You intuitively rock and bounce with Baby in your arms. Due to Baby's highly developed vestibular system, that, along with touch, conveys sensation, soothing your child. But the motion also promotes early brain development and even better visual alertness.
Babies' first movements are involuntary. Rolling over is a voluntary movement—and one you can encourage. While Baby is lying on her back, sit behind her, holding a toy over her head. Once you have her attention, move the toy slowly to one side, encouraging her to get it.
Blow bubbles for Baby to watch. When Baby's old enough, encourage him to reach for the bubbles—or for any other object of desire you place above him. Such games promote visual tracking and eye-hand coordination.
Games like patty-cake have lasted through the years because they work so well with infants. They offer opportunities for social interaction, imitation, touch, and rhythmic awareness—and yet another chance for Baby to hear your voice.
To encourage crossing the midline of the body (the invisible line running from head to toes and dividing the body into left and right sides), hand Baby desirable items in such a way that she has to reach across her body to retrieve them from you.

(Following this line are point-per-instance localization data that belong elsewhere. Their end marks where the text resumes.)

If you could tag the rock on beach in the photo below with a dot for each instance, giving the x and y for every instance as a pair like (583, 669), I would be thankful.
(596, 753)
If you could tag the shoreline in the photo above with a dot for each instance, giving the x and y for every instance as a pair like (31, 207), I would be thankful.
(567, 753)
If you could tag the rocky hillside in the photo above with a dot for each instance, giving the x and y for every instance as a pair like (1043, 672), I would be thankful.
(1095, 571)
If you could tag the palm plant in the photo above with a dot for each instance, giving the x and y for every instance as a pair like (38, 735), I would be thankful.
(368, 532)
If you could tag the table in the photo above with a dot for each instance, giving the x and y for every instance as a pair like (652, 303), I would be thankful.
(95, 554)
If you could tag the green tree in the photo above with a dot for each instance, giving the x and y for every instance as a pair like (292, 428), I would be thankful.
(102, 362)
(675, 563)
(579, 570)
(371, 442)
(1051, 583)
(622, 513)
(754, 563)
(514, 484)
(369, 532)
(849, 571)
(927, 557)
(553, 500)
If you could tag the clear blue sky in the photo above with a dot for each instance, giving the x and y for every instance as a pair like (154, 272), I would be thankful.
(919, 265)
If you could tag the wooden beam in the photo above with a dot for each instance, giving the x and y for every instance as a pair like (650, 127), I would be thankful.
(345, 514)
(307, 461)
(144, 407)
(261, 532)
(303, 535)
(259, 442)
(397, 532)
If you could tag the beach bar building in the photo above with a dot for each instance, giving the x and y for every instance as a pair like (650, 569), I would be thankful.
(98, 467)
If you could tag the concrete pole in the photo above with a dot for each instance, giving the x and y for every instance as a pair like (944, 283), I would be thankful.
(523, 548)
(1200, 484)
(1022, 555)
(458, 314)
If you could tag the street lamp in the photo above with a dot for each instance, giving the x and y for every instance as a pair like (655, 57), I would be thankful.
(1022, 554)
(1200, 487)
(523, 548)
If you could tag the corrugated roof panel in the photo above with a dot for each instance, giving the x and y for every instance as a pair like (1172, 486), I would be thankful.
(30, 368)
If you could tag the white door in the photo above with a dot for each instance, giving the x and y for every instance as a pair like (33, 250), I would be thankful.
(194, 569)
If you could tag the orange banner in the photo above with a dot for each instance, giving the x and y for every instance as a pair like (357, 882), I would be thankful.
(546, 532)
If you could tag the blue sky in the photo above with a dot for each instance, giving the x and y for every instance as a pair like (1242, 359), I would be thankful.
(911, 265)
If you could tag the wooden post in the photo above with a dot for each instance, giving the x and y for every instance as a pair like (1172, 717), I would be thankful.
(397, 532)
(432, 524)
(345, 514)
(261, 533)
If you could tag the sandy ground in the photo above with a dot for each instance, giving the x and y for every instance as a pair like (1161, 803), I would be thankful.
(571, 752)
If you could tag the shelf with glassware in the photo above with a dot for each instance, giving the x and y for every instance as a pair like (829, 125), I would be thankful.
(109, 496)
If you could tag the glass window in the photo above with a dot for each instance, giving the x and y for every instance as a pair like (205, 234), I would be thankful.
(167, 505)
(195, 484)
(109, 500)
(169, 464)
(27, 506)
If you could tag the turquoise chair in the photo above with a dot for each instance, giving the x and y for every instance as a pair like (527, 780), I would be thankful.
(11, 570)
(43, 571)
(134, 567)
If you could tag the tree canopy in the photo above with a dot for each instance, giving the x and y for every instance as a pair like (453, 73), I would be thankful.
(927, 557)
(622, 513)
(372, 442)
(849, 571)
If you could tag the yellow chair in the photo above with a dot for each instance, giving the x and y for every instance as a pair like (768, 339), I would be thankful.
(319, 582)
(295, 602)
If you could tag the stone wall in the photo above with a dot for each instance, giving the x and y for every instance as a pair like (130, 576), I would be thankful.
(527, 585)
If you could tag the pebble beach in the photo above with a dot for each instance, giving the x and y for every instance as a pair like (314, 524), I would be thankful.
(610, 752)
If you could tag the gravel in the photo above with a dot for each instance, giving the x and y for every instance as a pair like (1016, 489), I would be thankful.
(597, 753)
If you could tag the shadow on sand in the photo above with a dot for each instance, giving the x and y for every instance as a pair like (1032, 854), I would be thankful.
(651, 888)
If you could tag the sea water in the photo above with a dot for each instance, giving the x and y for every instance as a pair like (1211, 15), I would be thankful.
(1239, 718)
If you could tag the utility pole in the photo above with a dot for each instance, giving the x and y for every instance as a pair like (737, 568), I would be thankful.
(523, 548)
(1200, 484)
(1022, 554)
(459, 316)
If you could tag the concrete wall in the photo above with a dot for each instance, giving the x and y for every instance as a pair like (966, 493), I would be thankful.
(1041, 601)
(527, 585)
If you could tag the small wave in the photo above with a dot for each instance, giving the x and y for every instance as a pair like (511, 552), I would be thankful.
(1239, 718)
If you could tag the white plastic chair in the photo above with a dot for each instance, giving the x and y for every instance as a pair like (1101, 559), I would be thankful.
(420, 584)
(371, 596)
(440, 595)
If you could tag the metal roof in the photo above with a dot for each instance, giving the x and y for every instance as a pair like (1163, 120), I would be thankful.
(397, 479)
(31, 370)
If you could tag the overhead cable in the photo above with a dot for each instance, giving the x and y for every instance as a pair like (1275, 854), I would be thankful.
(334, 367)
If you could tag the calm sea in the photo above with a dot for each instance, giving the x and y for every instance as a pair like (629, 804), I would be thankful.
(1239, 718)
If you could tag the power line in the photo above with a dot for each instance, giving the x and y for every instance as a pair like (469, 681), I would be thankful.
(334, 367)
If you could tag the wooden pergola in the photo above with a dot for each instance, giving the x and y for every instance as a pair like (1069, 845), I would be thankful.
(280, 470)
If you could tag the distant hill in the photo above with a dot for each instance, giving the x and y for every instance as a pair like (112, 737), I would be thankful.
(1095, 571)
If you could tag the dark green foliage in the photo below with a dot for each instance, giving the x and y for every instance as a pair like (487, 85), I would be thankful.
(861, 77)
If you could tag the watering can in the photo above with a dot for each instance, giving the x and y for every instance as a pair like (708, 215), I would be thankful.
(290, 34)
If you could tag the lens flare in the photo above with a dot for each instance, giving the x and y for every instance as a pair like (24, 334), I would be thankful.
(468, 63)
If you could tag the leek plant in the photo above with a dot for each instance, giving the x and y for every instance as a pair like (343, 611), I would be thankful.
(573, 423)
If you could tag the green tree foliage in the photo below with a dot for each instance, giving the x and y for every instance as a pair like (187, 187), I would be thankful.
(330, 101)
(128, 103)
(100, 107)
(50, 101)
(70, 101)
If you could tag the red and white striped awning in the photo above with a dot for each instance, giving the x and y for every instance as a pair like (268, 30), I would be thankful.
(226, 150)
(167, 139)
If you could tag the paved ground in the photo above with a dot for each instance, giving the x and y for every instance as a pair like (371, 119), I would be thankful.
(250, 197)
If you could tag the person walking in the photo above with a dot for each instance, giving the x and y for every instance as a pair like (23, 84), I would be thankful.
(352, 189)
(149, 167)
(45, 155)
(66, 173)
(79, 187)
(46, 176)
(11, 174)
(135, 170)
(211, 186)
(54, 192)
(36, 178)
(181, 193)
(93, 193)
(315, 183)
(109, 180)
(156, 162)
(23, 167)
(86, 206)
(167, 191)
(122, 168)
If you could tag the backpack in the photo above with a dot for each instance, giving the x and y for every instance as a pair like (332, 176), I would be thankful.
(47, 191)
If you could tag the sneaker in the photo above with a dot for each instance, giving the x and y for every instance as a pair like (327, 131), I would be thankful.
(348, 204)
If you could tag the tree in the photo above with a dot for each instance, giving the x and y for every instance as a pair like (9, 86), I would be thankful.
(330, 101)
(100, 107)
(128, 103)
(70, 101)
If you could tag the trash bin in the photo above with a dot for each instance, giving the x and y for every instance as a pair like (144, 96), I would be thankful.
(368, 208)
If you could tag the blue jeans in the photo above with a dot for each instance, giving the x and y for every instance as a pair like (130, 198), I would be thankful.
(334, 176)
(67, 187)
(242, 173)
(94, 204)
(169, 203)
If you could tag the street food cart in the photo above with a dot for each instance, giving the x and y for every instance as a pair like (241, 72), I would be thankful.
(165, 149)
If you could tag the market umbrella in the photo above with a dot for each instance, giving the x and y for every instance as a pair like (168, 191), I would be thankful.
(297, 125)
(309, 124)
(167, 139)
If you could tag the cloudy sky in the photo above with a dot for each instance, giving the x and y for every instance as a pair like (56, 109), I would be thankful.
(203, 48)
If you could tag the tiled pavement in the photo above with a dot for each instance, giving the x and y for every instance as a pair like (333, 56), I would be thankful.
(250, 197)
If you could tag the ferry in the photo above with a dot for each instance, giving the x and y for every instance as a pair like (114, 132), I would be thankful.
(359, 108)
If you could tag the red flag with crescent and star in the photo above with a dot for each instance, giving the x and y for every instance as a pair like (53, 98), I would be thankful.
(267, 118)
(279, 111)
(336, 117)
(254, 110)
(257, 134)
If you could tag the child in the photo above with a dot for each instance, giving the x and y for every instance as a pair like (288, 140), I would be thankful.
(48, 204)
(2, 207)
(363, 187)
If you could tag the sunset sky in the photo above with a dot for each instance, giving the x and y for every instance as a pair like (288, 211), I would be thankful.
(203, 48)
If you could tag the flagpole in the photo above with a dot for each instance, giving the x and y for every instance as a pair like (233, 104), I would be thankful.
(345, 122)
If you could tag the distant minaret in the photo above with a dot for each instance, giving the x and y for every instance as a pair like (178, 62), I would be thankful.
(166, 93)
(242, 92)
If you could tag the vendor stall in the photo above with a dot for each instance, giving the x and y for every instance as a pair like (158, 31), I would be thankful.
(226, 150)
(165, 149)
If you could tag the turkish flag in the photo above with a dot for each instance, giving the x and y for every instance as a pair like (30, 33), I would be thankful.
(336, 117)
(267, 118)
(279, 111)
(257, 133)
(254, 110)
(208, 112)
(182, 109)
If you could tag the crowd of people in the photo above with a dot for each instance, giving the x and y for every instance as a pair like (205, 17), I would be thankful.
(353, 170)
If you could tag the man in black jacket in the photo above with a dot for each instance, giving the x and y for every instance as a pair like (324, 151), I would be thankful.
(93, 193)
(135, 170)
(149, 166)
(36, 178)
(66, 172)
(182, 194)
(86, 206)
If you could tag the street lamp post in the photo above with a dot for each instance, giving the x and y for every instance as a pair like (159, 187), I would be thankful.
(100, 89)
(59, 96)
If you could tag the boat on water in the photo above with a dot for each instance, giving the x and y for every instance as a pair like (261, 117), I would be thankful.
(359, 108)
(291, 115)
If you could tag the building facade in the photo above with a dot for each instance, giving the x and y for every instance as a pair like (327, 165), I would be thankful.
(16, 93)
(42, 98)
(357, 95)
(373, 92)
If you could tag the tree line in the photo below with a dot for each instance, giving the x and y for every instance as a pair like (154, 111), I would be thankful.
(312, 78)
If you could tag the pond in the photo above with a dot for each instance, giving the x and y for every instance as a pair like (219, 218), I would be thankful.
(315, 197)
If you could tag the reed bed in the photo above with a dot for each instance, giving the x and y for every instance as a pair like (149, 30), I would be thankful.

When Baby is able to sit unassisted, make him comfortable on a vinyl tablecloth on the floor. Put warm water in a large, unbreakable bowl in front of him and encourage him to splash the water! This is a great activity for eye-hand coordination and upper torso exercise.
Hurrying skills like standing or walking is never a good idea. But be sure Baby chances to pull herself up on sturdy furniture, like a sofa. (Be aware that once she's up, she may need your help getting back down!) Read 5 Ways to Prevent Tip-Overs.
Soon Baby will begin to "walk," using furniture for support. Once she's walking unassisted, Baby will enjoy pushing and carrying objects. These activities provide practice with this locomotor skill, and also help develop understanding of cause and effect.
You don't have to know the science behind Baby's need to move—you just have to know that he needs to! Mother Nature has a good plan for development. Giving Baby the time, space, and opportunity to move helps her fulfill it!